Market research: Turning negative feedback into positive insights

3 minutes read

When you carry out a market research you have to handle any questions, positive and sometimes negative feedback. Of course, hearing negative impressions regarding your innovation is never easy and a lot of businesses make the mistake of not knowing how to deal with negative feedback. After years of experience, here at UMI we’ve come to realize that negative feedback can easily be turned into positive insights for your innovation.

#1 Creating value with information

You have to see negative feedback as informative. Whether it is for B2C or B2B purpose, the same rule applies.

If you have to face negative feedback from surveyed professionals regarding your project don’t take it as a personal attack. They are not judging you, but your product and its specificity.

Negative comments have real value only if they are perfectly objective. Remember that you have to survey qualified professionals to carry out an effective market research. That means that you can’t put in doubt their impartiality. Therefore, their feedback is absolutely reliable. See this as a challenge and openly accept the information as a solution.

 

#2 Going further with market research 

No doubt, you are an expert in your sector, you know your project like the back of your hand and you already more or less know what you are doing. Negative feedback can help you do what it takes to get to the top of your game. Intuitively, positive feedback merely tells you what you already know while negative feedback offers the key to getting ahead. Indeed it tells you where you need to spend your effort, and offers insight into how you might improve. Plus, it gives you fresh ideas, new specificities and help you identify opportunities that you might otherwise not have noticed.

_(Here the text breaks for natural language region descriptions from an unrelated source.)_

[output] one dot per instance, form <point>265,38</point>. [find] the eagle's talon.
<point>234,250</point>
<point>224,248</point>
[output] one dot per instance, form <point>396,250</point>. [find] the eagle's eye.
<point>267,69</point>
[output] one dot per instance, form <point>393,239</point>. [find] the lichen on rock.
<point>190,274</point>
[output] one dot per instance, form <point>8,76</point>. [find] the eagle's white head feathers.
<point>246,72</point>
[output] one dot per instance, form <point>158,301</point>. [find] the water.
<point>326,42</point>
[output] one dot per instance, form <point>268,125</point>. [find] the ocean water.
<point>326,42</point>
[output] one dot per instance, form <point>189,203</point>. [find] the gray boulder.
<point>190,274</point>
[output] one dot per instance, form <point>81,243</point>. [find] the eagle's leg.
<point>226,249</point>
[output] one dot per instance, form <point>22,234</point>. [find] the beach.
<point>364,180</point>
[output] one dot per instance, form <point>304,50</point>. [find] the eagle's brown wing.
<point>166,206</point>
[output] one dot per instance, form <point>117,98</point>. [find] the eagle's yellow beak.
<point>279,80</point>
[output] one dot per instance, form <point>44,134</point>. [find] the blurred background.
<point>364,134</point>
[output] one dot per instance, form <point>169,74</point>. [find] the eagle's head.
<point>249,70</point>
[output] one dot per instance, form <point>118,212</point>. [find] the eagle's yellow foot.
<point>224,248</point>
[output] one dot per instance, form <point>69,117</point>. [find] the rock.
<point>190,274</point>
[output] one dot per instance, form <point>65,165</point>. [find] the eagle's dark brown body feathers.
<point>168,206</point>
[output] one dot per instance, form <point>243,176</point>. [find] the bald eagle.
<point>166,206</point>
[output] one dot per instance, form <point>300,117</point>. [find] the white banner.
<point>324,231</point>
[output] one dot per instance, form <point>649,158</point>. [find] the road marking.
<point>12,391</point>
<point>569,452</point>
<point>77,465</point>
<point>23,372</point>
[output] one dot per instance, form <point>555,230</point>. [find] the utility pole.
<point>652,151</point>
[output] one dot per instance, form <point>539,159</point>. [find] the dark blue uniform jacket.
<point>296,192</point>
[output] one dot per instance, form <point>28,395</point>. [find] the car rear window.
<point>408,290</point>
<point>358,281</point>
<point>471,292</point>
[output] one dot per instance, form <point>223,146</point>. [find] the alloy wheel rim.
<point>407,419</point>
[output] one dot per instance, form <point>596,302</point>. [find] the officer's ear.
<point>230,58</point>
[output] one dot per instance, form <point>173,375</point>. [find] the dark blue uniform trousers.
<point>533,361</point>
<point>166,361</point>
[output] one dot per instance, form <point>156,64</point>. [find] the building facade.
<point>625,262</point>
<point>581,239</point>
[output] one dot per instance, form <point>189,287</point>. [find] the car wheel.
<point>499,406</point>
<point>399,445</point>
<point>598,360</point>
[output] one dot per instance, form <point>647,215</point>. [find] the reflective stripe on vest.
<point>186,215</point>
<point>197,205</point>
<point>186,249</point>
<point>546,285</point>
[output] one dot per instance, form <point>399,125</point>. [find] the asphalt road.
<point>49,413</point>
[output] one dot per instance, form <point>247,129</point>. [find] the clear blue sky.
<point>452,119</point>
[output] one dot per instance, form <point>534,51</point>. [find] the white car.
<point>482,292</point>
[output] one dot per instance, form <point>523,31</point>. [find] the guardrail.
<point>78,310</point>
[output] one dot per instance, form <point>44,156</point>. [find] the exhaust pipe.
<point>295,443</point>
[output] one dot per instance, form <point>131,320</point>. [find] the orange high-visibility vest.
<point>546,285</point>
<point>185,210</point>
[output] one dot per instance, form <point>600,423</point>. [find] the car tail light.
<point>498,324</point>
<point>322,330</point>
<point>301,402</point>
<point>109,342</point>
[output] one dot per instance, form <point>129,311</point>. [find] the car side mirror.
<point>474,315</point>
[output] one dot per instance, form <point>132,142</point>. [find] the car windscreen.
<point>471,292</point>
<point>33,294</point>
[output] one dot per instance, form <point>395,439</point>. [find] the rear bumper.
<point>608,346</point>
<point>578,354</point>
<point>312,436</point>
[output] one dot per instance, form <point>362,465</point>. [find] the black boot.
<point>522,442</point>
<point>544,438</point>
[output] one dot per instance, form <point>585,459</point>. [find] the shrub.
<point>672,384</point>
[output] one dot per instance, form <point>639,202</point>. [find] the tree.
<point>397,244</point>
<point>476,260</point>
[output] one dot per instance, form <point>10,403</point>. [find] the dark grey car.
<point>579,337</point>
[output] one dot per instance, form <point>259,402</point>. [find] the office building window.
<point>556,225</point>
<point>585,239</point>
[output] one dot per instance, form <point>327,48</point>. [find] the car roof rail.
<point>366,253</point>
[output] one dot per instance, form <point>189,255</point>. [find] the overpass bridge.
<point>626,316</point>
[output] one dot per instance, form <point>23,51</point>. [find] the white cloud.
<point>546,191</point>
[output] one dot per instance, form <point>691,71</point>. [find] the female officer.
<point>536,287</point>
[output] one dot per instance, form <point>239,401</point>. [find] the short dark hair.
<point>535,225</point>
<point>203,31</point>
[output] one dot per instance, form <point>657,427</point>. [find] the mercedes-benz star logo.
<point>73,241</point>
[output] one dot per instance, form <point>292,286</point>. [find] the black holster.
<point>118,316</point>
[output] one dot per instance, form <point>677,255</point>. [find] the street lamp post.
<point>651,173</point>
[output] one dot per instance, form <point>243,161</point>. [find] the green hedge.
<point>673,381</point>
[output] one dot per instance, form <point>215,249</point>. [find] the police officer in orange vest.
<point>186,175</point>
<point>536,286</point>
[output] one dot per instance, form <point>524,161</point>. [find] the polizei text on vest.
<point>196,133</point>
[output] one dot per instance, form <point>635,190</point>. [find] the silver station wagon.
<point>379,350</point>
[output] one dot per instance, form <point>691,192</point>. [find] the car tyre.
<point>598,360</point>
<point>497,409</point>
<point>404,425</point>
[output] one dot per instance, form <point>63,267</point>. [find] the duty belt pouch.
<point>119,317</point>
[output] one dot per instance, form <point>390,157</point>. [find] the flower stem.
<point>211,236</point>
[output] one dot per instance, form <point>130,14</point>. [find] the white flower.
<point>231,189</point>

#3 Improve your understanding of the market

Negative comments identify marketing challenges

With these negative insights, you can get to the root of the problem regarding technical but also marketing challenges. Indeed, it gives you the clue of what the market didn’t like about your innovation.

  1. you know what to look out for in the next product
  2. you are given a detailed blueprint of what your targeted customer wants/needs.

Then you will have rich data to make informed decisions and to better position you market.

#4 Saved by the bell

Would you prefer to know more about the actions you take that are effective, or about the actions you take that are not? If a big majority of qualified professionals tells you that your innovation won’t be a success, they actually give you a big opportunity. Imagine you plan to spend years and years and invest a lot of money in a project, and all the surveyed professionals tell you that it won’t fit in any market.

You have tow choices:

  • Go all-out and keep on this same path hoping the future takes care of itself.
  • Consider this negative feedback and act in order to rethink your product and its market potential.

Your company can use these insights to refine your products before you commit to expensive production costs.

Conclusion

If you want to grasp a market research in a more positive manner, consider negative feedback like it just might give you the information you need to take your project to the next level. So remember to look on the bright side of things to turn your negative comments into positive value.